Papst Benedikt fordert Schuldenerlass

Papst Benedikt XVI. hat sich für einen Schuldenerlass für afrikanische Staaten ausgesprochen. Eine Erleichterung oder Aufhebung der Schuldenlast sowie eine gerechtere Verteilung der Güter seien nötig, um Ländern wie Kamerun wirtschaftlichen und sozialen Aufschwung zu ermöglichen, betonte der Papst beim Empfang des neuen kamerunischen Botschafters, Antoine Zanga, am Montag im Vatikan.
Die Staatengemeinschaft müsse durch ihre Hilfsmaßnahmen und eine gerechte globale Wirtschaftspolitik “den Teufelskreis von Unterentwicklung und Armut durchbrechen”, so der Papst. Zudem verlangte er mehr internationale Aufmerksamkeit für die sozialen Folgen von Überschwemmungen, Klimaveränderung, Seuchen sowie Kriegen und Terrorismus in den armen Ländern.

Papst Benedikt steht mit seiner Forderung in enger Tradition zu seinem Vorgänger Papst Johannes Paul II. Selbiger hatte 1999 mit seiner Forderung nach einem Erlaßjahr zur Jahrtausendwende einen wichtigen Anstoß für die globale Entschuldungsbewegung gegeben.

Russland erlässt Libyen Schulden

Russland hat Libyen Schulden in Höhe von 4,5 Milliarden US-Dollar erlassen. Bei diesen Schulden aus der Sowjet-Zeit soll es sich um Ausstände “rein militärischer” Art gehandelt haben, so der russische Finanzminister Alexej Kudrin.  Im Gegenzug haben russische Firmen Millarden-Verträge mit Libyen erhalten. Diese sollen sowohl Rüstungs- und Ölgeschäfte als auch den Bau einer 500 Kilometer langen Eisenbahnstrecke zwischen Syrte und Benghasi beinhalten.

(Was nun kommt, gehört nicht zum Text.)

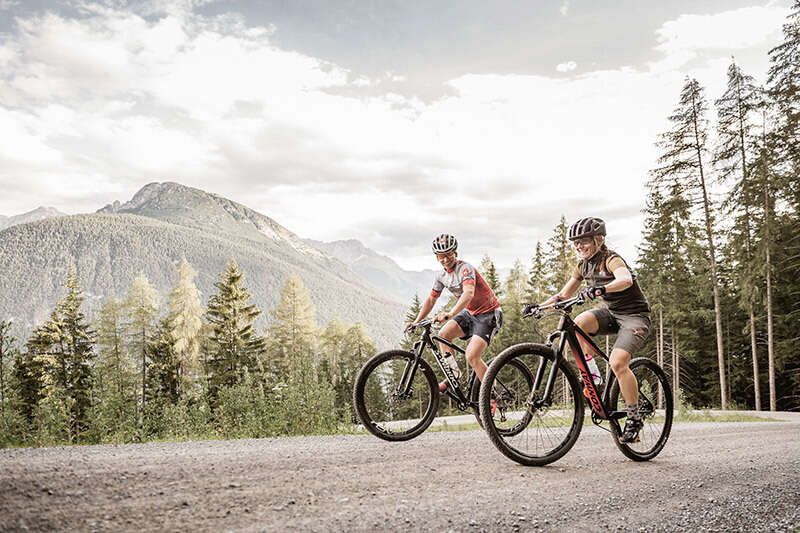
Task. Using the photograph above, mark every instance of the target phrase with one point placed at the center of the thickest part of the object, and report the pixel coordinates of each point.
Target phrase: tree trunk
(753, 351)
(676, 383)
(144, 375)
(773, 404)
(713, 264)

Die Abschreibung der Schulden werde endgültig vollzogen, nachdem Libyen die geschlossenen Verträge mit den russischen Unternehmen bezahlt habe, hies es aus russischen Regierungskreisen.

Pariser Club erlässt Liberia 254 Millionen Dollar Schulden

Wie erwartet hat der Pariser Club beschlossen dem afrikanischen Land Liberia einen Teil seiner Schulden zu erlassen. 254 Millionen US-Dollar wurden erlassen, welche nun in Programme zur Armutsreduzierung in Liberia fliessen sollen. Der Pariser Club reagiert damit auf die Ankündigung des Internationalen Währungsfonds Liberia wieder als reguläres Mitglied aufzunehmen. Zudem hatte Liberia im März den Decision Point im Rahmen der HIPC Initiative erreicht. Gleichzeitig hat die US-Regierung angekündigt Liberias komplette bilaterale Schulden in Höhe von 430 Millionen US-Dollar zu erlassen. Die USA wollen so den wirtschaftlichen und politischen Wandel des Landes unterstützen, der unter der Präsidentin Ellen Johnson-Sirleaf eingeleitet worden ist.

Russland erlässt Irak Schulden

Russland hat dem Irak knapp zwölf Milliarden US-Dollar Schulden erlassen. Das sind 93 Prozent der gesamten irakischen Schulden gegenüber Moskau. Ursprünglich war lediglich von einem Erlass in Höhe von 80 Prozent die Rede gewesen. Russland hatte sich als Mitglied des Pariser Clubs verpflichtet, einen Teil der Auslandsschulden des vom Bürgerkrieg geschüttelten Irak zu erlassen. Es wird gemutmaßt, dass der nun deutlich höher ausgefallene Schuldenerlass auf Hoffnungen Russlands beruhen könnte, staatlichen russischen Ölfirmen Aufträge im Irak zu vermitteln.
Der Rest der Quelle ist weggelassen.